Reinforcement Learning from Scratch

This is Part 2. If you haven’t read Mathematical Prerequisites for Reinforcement Learning, start there — we will use the same mathematical tools (expected value, derivatives, the log trick, and Monte Carlo estimation) throughout this post.

The Single-Step World

A tiny AI

Imagine you are building a very small AI. It sees a math question — “2 + 3 = ?” — and must output one of two answers. Action 0 means the model answers “4”, and Action 1 means the model answers “5”. That’s the entire world: one question, two possible actions. We will build Reinforcement Learning completely inside this tiny setup before scaling up to anything more complex.

What Is an Action?

An action is simply a choice the model makes, denoted $a$ . In our example, $a \in \{0, 1\}$ , where $a = 0$ means the model answers “4” and $a = 1$ means the model answers “5”. There is nothing deep about this definition — an action is just a number that labels a choice.

What Is Reward?

After the model outputs an answer, we check whether it was correct. If the answer is right, we assign a reward of 1. If it is wrong, the reward is 0. We denote reward as $r$ , so if $a = 1$ (the model answers “5”, which is correct), then $r = 1$ , and if $a = 0$ (the model answers “4”, which is wrong), then $r = 0$ .

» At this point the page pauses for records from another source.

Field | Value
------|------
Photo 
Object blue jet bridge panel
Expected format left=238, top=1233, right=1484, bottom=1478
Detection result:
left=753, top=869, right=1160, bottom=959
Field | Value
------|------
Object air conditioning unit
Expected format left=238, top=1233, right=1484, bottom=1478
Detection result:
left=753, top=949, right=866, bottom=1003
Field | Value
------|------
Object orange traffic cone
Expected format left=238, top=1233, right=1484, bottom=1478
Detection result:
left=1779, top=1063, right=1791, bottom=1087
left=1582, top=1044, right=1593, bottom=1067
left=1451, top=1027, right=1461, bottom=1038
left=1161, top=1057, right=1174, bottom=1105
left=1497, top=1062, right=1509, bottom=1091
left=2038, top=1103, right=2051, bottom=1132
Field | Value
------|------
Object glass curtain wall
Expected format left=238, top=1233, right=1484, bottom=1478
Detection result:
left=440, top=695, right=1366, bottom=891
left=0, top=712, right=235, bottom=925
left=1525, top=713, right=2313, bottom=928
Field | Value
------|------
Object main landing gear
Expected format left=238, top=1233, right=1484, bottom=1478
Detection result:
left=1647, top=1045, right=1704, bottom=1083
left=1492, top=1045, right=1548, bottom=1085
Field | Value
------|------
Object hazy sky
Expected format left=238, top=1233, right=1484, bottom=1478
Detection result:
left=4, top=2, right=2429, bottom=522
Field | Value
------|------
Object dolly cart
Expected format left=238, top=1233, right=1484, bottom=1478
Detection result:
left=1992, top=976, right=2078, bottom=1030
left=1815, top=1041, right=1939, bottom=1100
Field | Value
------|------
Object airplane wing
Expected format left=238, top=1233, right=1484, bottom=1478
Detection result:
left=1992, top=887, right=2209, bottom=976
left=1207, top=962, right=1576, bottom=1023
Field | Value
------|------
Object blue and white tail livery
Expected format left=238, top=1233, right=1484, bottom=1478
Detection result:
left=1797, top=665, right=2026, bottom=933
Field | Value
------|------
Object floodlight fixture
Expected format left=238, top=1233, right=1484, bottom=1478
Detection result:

Reward is a number that tells us how good the action was. In more complex settings, rewards can be negative (penalties), fractional, or delayed, but the idea is always the same: a scalar signal indicating quality.

The Policy

The model does not always pick the same action deterministically. Instead, it chooses randomly according to a probability distribution over actions. We call this distribution the policy, written as:

\pi_\theta(a)

Read this as “the probability of choosing action $a$ under parameter $\theta$ .” The policy is the central object in RL — it is the thing we are trying to improve.

What Is $\theta$ ?

$\theta$ is a number (or, in general, a vector of numbers) that controls the model’s behaviour. We define the policy using the sigmoid function from Part 1:

\pi_\theta(1) = \sigma(\theta), \qquad \pi_\theta(0) = 1 - \sigma(\theta)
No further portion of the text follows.